Given a trapezoid ABCD: AB = CD, AD = 10, BC = 6, ∠ABD = 90 ° (thus BD is the diagonal).

1. The length of the diagonal of an isosceles trapezoid is found by the formula:

d = √ (a * b + c²),

where a and b are the lengths of the bases of the trapezoid, c is the length of the lateral side.

Substitute the known values ​​into the formula:

BD = √ (AD * BC + AB²);

BD = √ (10 * 6 + AB²);

BD = √ (60 + AB²).

2. Consider a rectangular △ ABD: AD = 10 – hypotenuse (since it lies opposite the right angle), AB and BD – legs.

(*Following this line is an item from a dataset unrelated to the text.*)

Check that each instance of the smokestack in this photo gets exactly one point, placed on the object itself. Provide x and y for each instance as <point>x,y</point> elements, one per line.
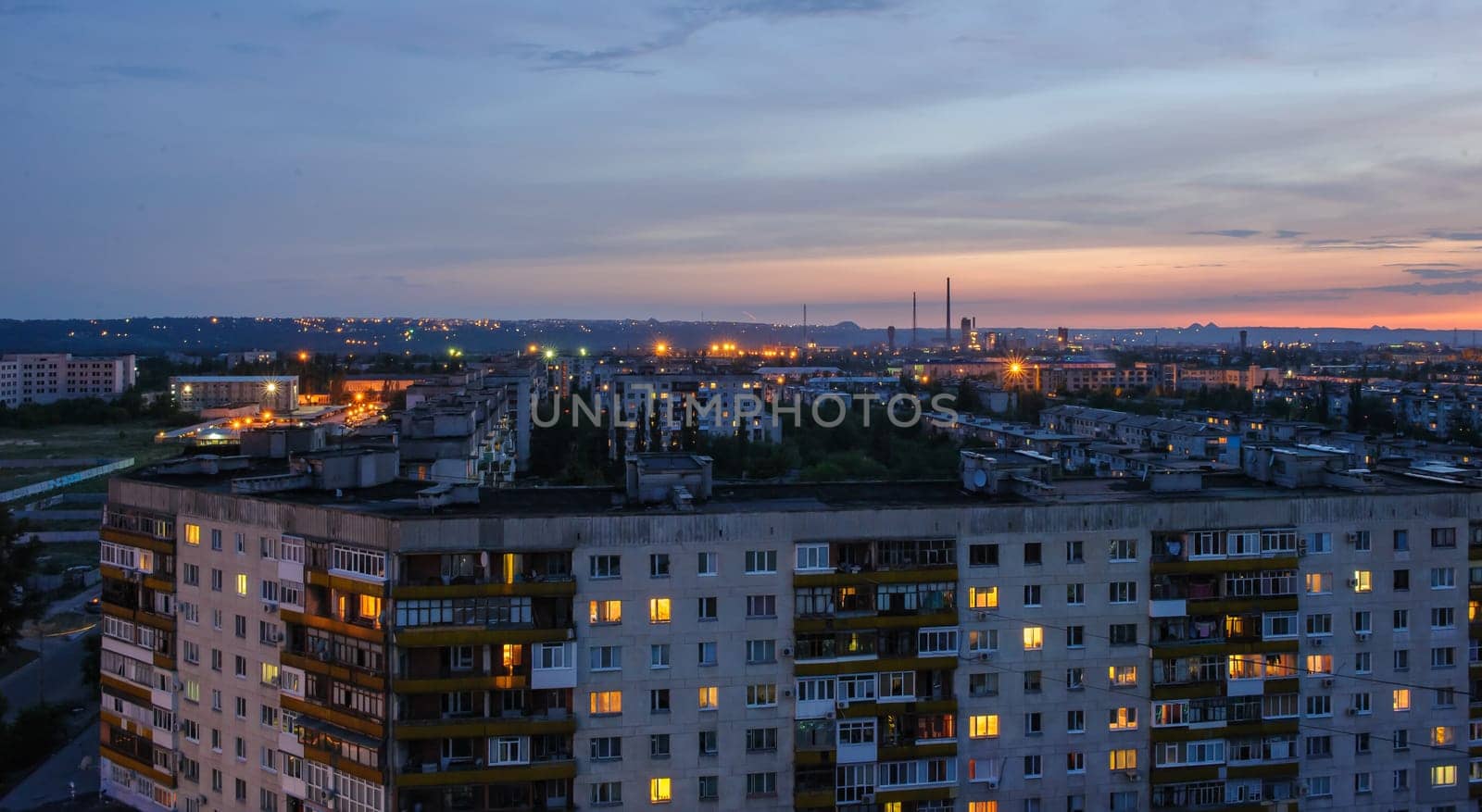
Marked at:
<point>948,311</point>
<point>913,318</point>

By the Pythagorean theorem:

BD = √ (AD² – AB²);

BD = √ (10² – AB²);

BD = √ (100 – AB²).

3. Received a system of equations with two unknowns:

BD = √ (60 + AB²);

BD = √ (100 – AB²).

Let’s equate the right-hand sides of the equations:

√ (60 + AB²) = √ (100 – AB²).

Let’s square both sides of the resulting equation with one variable:

(√ (60 + AB²)) ² = (√ (100 – AB²)) ²;

60 + AB² = 100 – AB²;

AB² + AB² = 100 – 60;

2 * AB² = 40;

AB² = 40/2;

AB² = 20;

AB = √20;

AB = 2√5.

4. The area of ​​an isosceles trapezoid is equal to:

S = (p – c) * √ ((p – a) * (p – b)),

where p is a semi-perimeter.

The semi-perimeter of an isosceles trapezoid is:

p = (a + b + 2 * c) / 2.

Semi-perimeter ABCD is:

p = (AD + BC + 2 * AB) / 2 = (10 + 6 + 2 * 2√5) / 2 = (16 + 4√5) / 2 = 8 + 2√5.

Area ABCD is:

S = (8 + 2√5 – 2√5) * √ ((8 + 2√5 – 10) * (8 + 2√5 – 6)) = 8 * √ ((2√5 – 2) * ( 2√5 + 2)) = 8 * √ ((2√5) ² – 2²) = 8 * √ (20 – 4) = 8 * √16 = 8 * 4 = 32.